Il faut du temps car ça partait de la base, de la formation. Et pour former des joueurs, il faut du temps. Il faut au minimum cinq ou six ans pour repartir sur des bases… Et quand je dis cinq ou six ans, Nantes a commencé en 1963-64 avec José Arribas, donc vous imaginez l’accumulation d’informations ! Quand on demandait à Raynald Denoueix si le staff organisait souvent des réunions de techniciens, il répondait qu’ils étaient en fait toujours en réunion ! On échange toujours et c’est comme ça qu’un club avance et se crée une identité. Après, le FC Nantes ou Coco Suaudeau n’ont rien inventé, Raynald Denoueix non plus : ils ont simplement mis en pratique des principes de foot et y sont restés fidèles. Coco n’avait qu’une envie, c’était de développer ces principes. Malheureusement, à la fin des années 90 et au début des années 2000, des gens n’ont rien compris…

Pourtant, aujourd’hui, le staff est constitué d’anciens (Der Zakarian, Amisse, Baronchelli…) ayant été en contact avec Suaudeau…
Ce n’est pas simple car ils font un bon travail mais le football a changé. Et à un moment donné, des étapes ont été sautées et on s’est détaché de cette philosophie. Et à partir du moment où on s’en détache, pour y revenir, c’est très difficile. Après, encore faut-il que des gens suivent derrière.
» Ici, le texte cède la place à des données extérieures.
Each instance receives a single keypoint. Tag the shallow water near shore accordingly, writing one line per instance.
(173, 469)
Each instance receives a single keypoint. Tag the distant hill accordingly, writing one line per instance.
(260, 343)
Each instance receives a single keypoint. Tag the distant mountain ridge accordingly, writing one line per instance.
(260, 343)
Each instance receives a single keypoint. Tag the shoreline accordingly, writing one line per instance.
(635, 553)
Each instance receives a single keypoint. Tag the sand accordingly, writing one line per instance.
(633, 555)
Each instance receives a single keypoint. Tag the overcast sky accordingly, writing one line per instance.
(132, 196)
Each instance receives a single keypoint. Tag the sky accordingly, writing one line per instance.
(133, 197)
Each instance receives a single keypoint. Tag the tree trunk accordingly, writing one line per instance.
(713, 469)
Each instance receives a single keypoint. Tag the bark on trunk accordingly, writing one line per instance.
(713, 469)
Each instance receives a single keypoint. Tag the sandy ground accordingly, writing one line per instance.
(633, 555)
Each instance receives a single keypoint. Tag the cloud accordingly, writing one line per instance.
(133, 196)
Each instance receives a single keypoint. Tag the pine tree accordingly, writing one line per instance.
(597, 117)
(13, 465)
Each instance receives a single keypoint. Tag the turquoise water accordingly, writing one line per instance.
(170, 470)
Je ne vis pas là-bas, mais j’ai des échos, et ça ne semble pas si facile…

Le lien a été cassé parce que des gens de l’extérieur et ne connaissant pas ce club sont arrivés comme Gripond et Roussillon. Aujourd’hui Waldemar Kita pourrait relancer les choses ?
Mais il faut avoir envie de le faire. Sans les intentions, l’envie, on ne peut rien faire. Je ne vais pas m’exprimer là-dessus car je n’y vis plus mais il y a un constat : il y avait le FC Nantes avant et aujourd’hui, ce n’est plus le même.